1) Build a social presence
One of my first paid gigs came by the way of an artist discovering my work through my Instagram account. She was so impressed, she hired me on the spot. I’ve been able to build a massive following there, on Twitter, Facebook, and gradually on Reddit by posting engaging content on a consistent basis. One key point to keep in mind: building up a following takes awhile. I’ve been at it for years. Spamming, massive following/unfollowing, and unsolicited messaging will erode your reputation quickly.
It’s imperative to remember the golden rule of social networking: 90% of the time you spend should be used to engage with other accounts of interest including industries where your prospects can be found. Like, share, and leave thoughtful commentary on posts of people you want to associate with in the long term. Offering genuinely helpful advice to others will build your credibility more than generic pitches and relentless self-promotion.
2) Create a home base
While being socially active is a great way to connect with other people and learn more about their needs, the fact remains that no one will think you’re legit unless you have a website. Stop me if you’ve seen or heard a line like this before: “I want to start my business but I don’t have $10,000 to hire someone to build a website.” What if I told you some of the most insanely successful professionals I know set up their own home base in a matter of hours, for less than $200.
Squarespace enables you to set up a clean, elegant hub to showcase your offerings without having to know how to code or design. It’ll easily allow you to provide the following required elements:
It’s important to communicate that you’re Part 107 certified and insured. These are the top two pieces of information any credible business will look for. Make sure your language is friendly and inviting. Be specific about what you offer and which geographic area you typically operate. A website that features too many flashy elements or displays too much pretension is likely going to intimidate prospects. Keep it simple.
3) Participate in relevant forums
Want to get the kind of publicity that is usually reserved for companies with astronomical marketing budgets? Post in drone-related forums. Major news outlets and publications are always scanning top destinations such as the DronePilots family of forums for aerial footage they can use in their stories or articles. You may not get compensated, but that won’t matter if tens of thousands of people who otherwise wouldn’t know you existed see your work.
Is your business using a specific product or service that makes your workflow possible? Sharing their social posts or mentioning them may get their attention. It could also work to your advantage. A client of mine has made it a point to feature mapping businesses that use their product. They’re usually identified for sharing a Facebook post to their own audience or mentioning the brand on Twitter. The reward is an in-depth blog post heavily featuring said business that is read by thousands of people. Think of it as an instant credibility booster.
5) Get involved IRL
A Part 107 gig I’m working on this weekend comes courtesy of someone I met at a casual networking event recently. Groups including The Commonwealth Club and local Meetups are underappreciated, overlooked resources for connecting with potential new prospects.
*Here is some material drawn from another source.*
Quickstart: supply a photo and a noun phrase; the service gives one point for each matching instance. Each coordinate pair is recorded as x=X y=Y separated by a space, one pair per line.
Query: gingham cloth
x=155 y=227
Your network is ultimately what’s going to make or break your business. People may find you online but meeting someone in person, initially, and associating a face with your business is more effective for landing deals. Show up with business cards in hand (I personally love MOO) and remember the golden rule: 90% of your efforts should be focused on thinking of how you can help others.
I get it, you’d rather be out flying your drone. My love of flying is what got me involved in this industry and sustains me daily. However, unless you make an effort to consistently market yourself and your offerings, you’ll be known more as a hobbyist than a professional. These tips are easy to implement and, believe it or not, they don’t take up a lot of time. This is only the start. In a follow up post, coming out later this summer, I’ll be exploring directories and assessing their effectiveness.